Execution Pattern (use this every time)
1. Write JSX to: /sessions/eloquent-zen-bohr/my_diagram.jsx
2. Copy to Mac: cp .../my_diagram.jsx .../mnt/darcyburner/Desktop/my_diagram.jsx
3. Execute: osascript: tell "Adobe Illustrator" to do javascript file (POSIX file ".../Desktop/my_diagram.jsx")
4. View: Read /sessions/eloquent-zen-bohr/mnt/darcyburner/Desktop/my_diagram.png
Before execution, close stale documents (see extendscript-api.md Section 1).
Core Workflow
Phase 1: Analyze (before writing ANY code)
Read references/decision-framework.md and work through the five steps:
- Identify data dimensions — List every quantitative, categorical, relational, and ordinal dimension in the information
- Rank by priority — What should the viewer understand in the first 3 seconds? What rewards closer inspection?
- Map to visual channels — Primary dimension → most effective channel. Use the Cleveland & McGill hierarchy.
- Check dynamic range — At the diagram's actual pixel size, can the viewer distinguish the values? If not, choose a different channel.
- Select composition — Find a matching pattern in
references/compositions.md, or compose from multiple.
This phase is the most important. The difference between a C- diagram and an A diagram is NOT typography or color palette — it's whether the visual form itself encodes the data. If the viewer needs to read labels to understand the diagram's message, the visual encoding has failed.
Phase 2: Design (plan before coding)
With your dimension→channel→composition decided:
- Artboard size: Calculate from content bounds. Never use fixed sizes. Content should fill 70-85% of the artboard.
- Spatial layout: Define grid positions for all elements. Assign (col, row) to each.
- Color: If color encodes a data dimension, assign from the dimension's values. If color is purely categorical, use monochromatic (grays + one accent). Color that doesn't encode data is decoration.
- Typography: One font family (Helvetica Neue). Three sizes: title 22-28pt bold, labels 12-14pt medium, annotations 10-11pt regular. Text color: dark gray (#1F2937) on light, white on dark.
Phase 3: Implement
Write the complete JSX script.
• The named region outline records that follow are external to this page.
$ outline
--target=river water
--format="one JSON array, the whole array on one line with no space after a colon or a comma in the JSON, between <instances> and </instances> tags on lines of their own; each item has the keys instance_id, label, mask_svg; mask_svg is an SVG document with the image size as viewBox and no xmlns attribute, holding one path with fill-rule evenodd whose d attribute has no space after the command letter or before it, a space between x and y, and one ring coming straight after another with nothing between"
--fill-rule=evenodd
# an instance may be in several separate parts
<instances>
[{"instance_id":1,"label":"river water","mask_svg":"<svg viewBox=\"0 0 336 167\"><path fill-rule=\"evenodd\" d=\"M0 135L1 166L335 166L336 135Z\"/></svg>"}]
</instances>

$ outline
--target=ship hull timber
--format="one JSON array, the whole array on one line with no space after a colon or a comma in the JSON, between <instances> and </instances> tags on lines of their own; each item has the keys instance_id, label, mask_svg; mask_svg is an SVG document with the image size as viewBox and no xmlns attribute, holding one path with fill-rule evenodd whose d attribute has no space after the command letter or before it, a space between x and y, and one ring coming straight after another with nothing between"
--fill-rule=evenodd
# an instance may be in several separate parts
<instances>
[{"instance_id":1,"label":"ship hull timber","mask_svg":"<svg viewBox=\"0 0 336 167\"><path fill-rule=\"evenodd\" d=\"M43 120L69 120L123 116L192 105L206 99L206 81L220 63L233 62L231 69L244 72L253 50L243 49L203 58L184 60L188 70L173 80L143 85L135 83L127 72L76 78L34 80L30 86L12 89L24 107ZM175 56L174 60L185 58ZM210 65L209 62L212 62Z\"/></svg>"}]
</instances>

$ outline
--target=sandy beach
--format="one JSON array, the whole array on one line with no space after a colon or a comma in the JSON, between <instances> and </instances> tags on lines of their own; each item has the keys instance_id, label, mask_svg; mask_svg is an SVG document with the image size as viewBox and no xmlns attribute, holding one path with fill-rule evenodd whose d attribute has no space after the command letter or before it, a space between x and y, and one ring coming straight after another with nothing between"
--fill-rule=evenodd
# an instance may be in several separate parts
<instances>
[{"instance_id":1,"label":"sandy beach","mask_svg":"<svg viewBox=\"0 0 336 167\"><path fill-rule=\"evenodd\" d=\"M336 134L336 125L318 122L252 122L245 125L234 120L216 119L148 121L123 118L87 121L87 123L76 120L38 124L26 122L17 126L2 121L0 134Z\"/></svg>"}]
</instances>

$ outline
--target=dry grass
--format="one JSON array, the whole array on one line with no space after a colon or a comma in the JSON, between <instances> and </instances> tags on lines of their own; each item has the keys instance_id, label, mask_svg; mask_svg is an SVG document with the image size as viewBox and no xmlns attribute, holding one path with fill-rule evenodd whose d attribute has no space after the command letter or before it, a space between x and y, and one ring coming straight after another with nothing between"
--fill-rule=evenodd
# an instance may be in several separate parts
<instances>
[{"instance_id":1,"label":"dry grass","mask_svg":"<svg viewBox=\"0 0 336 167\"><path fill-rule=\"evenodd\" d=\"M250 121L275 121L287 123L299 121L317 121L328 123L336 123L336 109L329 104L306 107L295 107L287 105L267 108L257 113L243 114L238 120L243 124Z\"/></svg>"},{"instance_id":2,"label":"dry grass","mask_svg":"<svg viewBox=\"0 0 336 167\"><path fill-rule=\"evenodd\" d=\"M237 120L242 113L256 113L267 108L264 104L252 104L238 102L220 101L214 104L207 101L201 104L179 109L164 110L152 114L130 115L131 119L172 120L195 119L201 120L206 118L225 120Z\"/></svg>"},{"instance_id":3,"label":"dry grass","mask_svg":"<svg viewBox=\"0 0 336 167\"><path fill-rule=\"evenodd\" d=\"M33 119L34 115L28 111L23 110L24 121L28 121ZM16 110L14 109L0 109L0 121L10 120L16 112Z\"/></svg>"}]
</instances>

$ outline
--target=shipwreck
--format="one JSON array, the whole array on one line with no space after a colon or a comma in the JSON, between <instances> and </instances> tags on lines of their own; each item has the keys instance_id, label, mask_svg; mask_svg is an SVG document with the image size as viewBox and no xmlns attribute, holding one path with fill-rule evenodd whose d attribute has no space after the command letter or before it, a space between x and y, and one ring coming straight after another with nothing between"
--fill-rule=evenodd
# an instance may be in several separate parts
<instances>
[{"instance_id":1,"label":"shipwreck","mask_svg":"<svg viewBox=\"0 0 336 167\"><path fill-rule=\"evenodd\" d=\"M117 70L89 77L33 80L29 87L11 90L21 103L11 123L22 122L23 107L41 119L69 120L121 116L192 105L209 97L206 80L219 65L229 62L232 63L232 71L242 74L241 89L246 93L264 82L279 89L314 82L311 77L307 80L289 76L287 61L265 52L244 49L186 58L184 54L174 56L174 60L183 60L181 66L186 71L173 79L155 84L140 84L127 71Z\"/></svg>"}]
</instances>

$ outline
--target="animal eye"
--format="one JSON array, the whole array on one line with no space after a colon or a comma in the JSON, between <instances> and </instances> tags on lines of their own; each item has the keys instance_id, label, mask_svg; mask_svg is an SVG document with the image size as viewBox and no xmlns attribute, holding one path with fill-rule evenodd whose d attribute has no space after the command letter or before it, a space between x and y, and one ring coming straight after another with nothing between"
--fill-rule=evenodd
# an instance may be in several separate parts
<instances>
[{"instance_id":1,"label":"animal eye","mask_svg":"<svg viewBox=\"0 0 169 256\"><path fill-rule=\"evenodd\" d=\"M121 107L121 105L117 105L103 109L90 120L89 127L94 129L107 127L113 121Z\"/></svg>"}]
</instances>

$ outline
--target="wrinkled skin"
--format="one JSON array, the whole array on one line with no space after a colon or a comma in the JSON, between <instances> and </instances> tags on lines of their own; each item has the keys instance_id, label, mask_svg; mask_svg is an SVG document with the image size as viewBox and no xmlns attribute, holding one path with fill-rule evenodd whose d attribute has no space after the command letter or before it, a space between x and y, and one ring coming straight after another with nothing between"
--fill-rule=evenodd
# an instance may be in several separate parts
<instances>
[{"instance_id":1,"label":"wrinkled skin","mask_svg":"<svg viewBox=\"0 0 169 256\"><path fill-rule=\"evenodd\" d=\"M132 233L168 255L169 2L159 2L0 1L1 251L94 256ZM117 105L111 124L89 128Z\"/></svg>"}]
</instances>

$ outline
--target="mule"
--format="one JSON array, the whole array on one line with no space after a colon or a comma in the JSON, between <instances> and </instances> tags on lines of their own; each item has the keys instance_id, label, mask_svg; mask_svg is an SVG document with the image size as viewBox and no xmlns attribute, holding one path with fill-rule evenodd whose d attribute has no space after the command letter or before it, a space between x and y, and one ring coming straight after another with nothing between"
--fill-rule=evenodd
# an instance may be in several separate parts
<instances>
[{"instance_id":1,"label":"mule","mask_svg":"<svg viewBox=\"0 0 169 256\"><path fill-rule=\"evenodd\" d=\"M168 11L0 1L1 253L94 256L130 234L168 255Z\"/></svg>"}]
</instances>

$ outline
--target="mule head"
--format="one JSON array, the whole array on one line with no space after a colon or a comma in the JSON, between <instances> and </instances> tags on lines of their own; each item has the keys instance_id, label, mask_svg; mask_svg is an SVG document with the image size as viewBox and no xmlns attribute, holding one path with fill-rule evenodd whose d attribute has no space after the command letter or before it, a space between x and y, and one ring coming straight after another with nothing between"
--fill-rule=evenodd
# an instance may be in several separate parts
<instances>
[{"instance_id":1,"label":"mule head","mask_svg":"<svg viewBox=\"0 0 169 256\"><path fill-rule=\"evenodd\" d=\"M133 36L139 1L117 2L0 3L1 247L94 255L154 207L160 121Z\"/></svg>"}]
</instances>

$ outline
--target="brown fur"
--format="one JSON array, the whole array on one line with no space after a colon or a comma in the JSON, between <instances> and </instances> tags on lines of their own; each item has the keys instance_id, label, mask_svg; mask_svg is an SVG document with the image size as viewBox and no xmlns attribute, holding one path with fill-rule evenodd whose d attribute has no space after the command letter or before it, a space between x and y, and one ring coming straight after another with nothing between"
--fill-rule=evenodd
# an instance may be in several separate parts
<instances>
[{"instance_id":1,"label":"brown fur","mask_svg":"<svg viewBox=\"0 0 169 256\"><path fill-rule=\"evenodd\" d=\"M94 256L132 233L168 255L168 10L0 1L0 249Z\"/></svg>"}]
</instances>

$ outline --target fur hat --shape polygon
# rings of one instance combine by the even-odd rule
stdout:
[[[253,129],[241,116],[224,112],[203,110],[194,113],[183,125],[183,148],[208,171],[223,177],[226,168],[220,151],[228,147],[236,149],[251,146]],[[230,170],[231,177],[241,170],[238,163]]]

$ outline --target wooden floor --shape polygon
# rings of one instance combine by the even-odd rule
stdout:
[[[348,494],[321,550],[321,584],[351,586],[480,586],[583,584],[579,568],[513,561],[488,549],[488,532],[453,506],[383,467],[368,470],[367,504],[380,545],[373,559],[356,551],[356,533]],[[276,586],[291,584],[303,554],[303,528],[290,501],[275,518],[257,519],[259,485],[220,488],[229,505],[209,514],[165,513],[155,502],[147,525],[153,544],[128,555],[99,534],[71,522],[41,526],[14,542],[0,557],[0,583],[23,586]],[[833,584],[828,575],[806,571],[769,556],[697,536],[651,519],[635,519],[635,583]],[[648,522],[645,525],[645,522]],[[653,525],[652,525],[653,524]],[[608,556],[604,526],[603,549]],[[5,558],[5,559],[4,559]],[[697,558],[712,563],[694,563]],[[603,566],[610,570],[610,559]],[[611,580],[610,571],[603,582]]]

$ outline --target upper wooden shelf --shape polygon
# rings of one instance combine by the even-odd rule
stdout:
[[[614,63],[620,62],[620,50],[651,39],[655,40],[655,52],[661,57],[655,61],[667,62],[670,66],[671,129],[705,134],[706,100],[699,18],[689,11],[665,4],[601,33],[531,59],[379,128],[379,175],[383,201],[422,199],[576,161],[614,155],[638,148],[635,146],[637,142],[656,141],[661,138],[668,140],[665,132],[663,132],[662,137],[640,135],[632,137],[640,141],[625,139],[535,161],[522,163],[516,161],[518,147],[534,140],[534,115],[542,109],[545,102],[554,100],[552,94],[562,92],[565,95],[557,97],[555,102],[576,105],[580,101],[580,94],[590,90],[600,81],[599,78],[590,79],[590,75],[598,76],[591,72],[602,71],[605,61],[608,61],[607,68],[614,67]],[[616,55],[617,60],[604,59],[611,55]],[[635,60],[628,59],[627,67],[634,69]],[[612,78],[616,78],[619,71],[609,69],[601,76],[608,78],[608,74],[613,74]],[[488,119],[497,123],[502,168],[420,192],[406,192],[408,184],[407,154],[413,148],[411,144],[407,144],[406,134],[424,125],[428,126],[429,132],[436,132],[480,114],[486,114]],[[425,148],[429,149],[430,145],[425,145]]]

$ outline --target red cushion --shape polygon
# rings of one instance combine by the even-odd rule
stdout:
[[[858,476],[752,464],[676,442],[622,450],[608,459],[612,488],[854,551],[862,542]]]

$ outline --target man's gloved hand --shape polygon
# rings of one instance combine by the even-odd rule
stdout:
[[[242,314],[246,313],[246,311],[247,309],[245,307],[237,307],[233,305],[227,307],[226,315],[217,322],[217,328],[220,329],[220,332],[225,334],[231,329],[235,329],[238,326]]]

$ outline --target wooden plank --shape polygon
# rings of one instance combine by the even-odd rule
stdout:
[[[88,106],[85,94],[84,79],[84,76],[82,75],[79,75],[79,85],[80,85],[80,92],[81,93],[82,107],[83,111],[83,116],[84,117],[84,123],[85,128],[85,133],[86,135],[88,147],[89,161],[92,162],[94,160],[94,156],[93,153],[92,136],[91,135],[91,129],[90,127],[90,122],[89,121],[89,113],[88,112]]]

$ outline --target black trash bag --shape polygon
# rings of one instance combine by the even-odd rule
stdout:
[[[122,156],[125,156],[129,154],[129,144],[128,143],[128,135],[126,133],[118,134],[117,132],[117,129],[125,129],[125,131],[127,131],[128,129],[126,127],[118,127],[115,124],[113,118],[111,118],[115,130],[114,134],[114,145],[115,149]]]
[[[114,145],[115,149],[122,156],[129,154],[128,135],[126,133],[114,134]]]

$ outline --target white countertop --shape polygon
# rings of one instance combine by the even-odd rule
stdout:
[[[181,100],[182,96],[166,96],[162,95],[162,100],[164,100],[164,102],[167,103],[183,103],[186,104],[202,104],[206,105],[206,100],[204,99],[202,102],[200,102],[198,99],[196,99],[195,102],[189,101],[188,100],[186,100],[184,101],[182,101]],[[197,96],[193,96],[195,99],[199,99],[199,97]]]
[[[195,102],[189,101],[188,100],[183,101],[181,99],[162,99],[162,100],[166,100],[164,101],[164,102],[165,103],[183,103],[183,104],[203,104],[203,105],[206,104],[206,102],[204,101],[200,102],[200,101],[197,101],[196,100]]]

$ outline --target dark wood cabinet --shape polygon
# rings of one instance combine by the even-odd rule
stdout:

Structure:
while(app.documents.length > 0) { app.documents[0].close(SaveOptions.DONOTSAVECHANGES); }
var doc = app.documents.add(DocumentColorSpace.RGB, width, height);
function rgb(r,g,b) { var c = new RGBColor(); c.red=r; c.green=g; c.blue=b; return c; }
var opts = new ExportOptionsPNG24();
opts.antiAliasing = true; opts.transparency = false;
opts.artBoardClipping = true; opts.horizontalScale = 200; opts.verticalScale = 200;
doc.exportFile(new File('~/Desktop/diagram_name.png'), ExportType.PNG24, opts);
'OK';
See references/extendscript-api.md for the full API and utility patterns.
Phase 4: Evaluate
After EVERY render, assess against these criteria:
Does the visual form encode the data?
- Can you understand the diagram's primary message WITHOUT reading any labels? (The visual encoding test)
- Is the primary visual channel working? (Can you see the differences it's supposed to show?)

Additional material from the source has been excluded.